Hi! These are all good questions and it's always good to consider these questions explicitly for each project
The annotations don't necessarily have to be on the same sentences, although it's usually good to have at least some overlap. Otherwise, you can more easily end up with imbalanced data, and you'll also never have examples of texts with multiple different entities, which could mean that there's less useful information for the model to learn from, and more unknowns.
Binary annotations can definitely be very useful for moving your model into a better direction and correcting and as you say, they're really efficient to create and often include specific examples that the model can get the most value out of.
That said, if you're training a new model from scratch, it's usually good to focus on a reasonably sized corpus of complete annotations as an end goal, and you can use your binary annotations to create an intermediate model to help with that. Instead of converting you binary annotations, another thing you could do is train a model using the data you already have, and then use it with ner.correct
. If your model is pretty good already, this can also be extremely fast, because you only have to correct what the model gets wrong. So you can easily build up a very large corpus of complete, gold-standard annotations without having to do much manual labelling at all.
In Prodigy v1.10, the training mechanism for manual and binary works requires different logic, so you'll have to run the training separately. Ideally, you'd start with the manual annotations first, because those give you more complete information for the model to learn from, especially if you're starting from scratch.
In Prodigy v1.11 (currently available as a nightly pre-release), you'll be able to train from both manual and binary annotations jointly, and it's also something we'd recommend. You'll be able to get better results if your annotations inclue at least some complete examples, on top of the binary decisions.

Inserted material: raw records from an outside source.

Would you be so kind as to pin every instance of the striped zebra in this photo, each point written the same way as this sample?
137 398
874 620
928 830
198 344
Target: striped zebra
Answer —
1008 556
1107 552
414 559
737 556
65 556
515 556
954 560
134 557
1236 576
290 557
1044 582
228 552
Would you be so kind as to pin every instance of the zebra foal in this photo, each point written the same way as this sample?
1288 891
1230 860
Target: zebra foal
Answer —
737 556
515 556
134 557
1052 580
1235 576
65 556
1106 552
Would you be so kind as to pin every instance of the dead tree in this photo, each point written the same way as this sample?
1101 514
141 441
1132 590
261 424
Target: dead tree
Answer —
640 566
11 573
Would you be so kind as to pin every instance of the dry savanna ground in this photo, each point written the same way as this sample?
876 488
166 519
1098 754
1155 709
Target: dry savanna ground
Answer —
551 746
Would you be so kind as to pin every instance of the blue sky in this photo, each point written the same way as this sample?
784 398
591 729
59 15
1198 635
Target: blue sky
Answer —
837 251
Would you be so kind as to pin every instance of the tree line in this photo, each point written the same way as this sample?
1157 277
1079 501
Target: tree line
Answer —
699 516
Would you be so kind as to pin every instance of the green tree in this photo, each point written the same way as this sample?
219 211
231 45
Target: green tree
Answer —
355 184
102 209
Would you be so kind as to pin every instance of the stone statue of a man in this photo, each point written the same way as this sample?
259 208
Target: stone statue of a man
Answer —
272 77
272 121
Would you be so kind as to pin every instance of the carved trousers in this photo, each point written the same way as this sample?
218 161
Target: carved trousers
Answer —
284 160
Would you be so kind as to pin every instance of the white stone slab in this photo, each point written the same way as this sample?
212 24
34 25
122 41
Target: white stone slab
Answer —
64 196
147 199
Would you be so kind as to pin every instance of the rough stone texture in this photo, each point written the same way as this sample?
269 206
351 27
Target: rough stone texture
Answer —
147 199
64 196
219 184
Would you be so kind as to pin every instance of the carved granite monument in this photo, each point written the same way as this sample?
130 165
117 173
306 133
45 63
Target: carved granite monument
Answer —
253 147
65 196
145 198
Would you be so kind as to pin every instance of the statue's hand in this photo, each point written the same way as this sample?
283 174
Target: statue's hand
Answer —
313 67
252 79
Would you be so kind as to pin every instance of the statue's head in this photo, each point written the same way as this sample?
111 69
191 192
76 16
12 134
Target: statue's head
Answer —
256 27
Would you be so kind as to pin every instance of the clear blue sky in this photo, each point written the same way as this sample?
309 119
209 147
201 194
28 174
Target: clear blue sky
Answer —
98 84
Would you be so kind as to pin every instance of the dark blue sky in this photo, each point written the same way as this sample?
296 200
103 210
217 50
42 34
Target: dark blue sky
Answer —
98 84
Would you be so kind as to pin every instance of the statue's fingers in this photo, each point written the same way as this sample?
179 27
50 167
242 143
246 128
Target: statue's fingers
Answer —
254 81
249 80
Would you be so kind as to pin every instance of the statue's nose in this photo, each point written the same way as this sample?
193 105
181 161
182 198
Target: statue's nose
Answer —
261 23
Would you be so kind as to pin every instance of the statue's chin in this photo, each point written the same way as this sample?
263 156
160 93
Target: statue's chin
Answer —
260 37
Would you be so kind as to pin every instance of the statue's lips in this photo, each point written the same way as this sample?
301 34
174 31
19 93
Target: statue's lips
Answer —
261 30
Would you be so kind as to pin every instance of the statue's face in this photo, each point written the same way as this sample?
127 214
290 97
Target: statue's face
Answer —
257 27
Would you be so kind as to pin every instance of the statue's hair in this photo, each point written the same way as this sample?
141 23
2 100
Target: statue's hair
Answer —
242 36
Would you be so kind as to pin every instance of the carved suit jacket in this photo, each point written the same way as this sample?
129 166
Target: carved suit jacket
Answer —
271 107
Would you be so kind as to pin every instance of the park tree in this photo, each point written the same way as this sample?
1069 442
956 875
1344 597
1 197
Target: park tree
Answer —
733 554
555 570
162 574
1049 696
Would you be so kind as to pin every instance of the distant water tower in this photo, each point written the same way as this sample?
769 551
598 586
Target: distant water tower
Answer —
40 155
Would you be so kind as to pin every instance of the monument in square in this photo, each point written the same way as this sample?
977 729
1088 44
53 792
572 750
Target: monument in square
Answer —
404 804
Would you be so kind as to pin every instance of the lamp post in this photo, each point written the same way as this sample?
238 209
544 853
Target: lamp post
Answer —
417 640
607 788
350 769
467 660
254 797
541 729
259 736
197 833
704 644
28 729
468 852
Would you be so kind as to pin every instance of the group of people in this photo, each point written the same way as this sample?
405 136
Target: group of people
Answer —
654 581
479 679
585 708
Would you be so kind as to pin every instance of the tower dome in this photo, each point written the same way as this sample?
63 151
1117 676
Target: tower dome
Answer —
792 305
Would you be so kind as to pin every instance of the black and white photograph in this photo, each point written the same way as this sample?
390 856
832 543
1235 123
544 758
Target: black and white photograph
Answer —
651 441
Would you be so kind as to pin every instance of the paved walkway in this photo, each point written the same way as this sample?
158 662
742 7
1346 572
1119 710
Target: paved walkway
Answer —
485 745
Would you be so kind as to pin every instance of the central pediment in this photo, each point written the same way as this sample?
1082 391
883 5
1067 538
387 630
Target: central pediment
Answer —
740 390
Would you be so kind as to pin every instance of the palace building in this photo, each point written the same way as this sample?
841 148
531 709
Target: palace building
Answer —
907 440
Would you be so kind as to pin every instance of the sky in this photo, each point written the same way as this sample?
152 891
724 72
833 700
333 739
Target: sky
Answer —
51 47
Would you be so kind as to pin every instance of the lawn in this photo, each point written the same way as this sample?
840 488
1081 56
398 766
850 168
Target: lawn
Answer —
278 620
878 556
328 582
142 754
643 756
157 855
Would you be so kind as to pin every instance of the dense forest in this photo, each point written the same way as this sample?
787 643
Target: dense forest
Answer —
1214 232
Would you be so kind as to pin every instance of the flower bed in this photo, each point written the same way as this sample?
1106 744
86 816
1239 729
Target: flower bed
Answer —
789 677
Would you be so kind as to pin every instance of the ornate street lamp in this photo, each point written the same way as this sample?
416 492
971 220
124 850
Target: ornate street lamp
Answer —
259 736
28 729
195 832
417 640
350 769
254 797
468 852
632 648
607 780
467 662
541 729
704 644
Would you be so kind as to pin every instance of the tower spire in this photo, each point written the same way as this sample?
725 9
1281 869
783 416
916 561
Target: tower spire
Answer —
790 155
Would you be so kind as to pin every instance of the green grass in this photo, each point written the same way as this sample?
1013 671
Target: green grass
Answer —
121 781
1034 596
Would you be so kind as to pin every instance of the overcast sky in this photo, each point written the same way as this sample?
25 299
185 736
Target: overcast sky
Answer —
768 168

When you're training the model, you should ideally train on all binary datasets together. Prodigy will take care of merging all annotations on the same input, so if a sentence contains binary annotations for two labels, the model will be updated with both of this information together.
The --ner-missing
flag is really only intended for non-binary annotations where you want to consider all unannotated tokens as "missing values" (as opposed to "not an entity", which is typically the default). This is already included when you train from --binary
, because binary annotations always mean that you only know the answer for one particular token sequence, and nothing about all other unannotated tokens.